I reported the theft to Principal Petersen. He offered me a form. A form . As if bureaucracy could replace the satisfying thunk of a chocolate beverage hitting a metal tray.
Here’s a short, engaging piece inspired by Young Sheldon Season 2, Episode 14 (“David, Goliath, and a Yoo-hoo from the Back”), written as if it could be a reflective journal entry or a scene summary in Sheldon’s voice. The Calculus of the Underdog young sheldon s02e14 m4a
So I took matters into my own hands. I studied the machine. I measured the angle of its coin return button. I calculated the exact force—4.7 newtons—required to dislodge a jammed dime. When that failed, I introduced a spork into the mechanism. Not out of malice, but out of applied physics. I reported the theft to Principal Petersen
The world is chaotic, irrational, and prone to theft by automated confectionary dispensers. But mathematics, unlike a Yoo-hoo, never short-changes you. As if bureaucracy could replace the satisfying thunk
But I did get a 78 on a pop quiz in that very same hallway, because in the chaos of the fire alarm I’d triggered, I’d had exactly eleven minutes to derive the quadratic formula from memory.

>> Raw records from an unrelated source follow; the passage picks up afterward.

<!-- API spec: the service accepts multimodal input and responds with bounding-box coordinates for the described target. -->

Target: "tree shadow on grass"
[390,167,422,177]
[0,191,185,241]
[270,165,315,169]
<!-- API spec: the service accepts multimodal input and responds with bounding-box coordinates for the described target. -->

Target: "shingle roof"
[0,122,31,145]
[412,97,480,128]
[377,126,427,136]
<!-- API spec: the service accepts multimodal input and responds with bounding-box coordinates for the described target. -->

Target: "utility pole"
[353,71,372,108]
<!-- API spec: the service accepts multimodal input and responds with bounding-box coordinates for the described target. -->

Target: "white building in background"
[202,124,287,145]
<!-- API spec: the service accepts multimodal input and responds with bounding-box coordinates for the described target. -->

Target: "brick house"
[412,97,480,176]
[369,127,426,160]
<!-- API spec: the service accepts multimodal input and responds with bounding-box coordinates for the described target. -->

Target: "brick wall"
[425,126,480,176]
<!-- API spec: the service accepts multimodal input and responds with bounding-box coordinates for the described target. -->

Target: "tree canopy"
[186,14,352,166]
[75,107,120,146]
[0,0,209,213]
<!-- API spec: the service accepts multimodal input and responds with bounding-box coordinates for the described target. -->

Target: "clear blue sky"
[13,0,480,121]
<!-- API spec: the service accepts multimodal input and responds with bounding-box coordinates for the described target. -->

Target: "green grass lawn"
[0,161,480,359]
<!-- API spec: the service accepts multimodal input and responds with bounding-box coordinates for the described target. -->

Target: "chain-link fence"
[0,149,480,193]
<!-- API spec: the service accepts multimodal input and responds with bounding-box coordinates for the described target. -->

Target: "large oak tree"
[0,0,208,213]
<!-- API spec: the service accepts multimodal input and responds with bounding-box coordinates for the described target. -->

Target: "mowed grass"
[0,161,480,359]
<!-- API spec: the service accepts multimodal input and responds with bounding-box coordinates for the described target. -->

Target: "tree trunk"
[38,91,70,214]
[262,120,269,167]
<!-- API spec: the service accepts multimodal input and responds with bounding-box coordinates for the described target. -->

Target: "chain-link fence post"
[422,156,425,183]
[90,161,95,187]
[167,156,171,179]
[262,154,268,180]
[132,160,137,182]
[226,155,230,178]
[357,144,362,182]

You would think a vending machine would be a paragon of reliability. It operates on simple physics: coin in, spring turns, snack falls. It’s cause and effect. Newton would have loved it.
While I sat in detention (for “vending machine tampering”—a charge I reject), I realized something. David didn't beat Goliath with a sling. He won because Goliath had a bad knee and poor depth perception. And that Yoo-hoo? I never got it.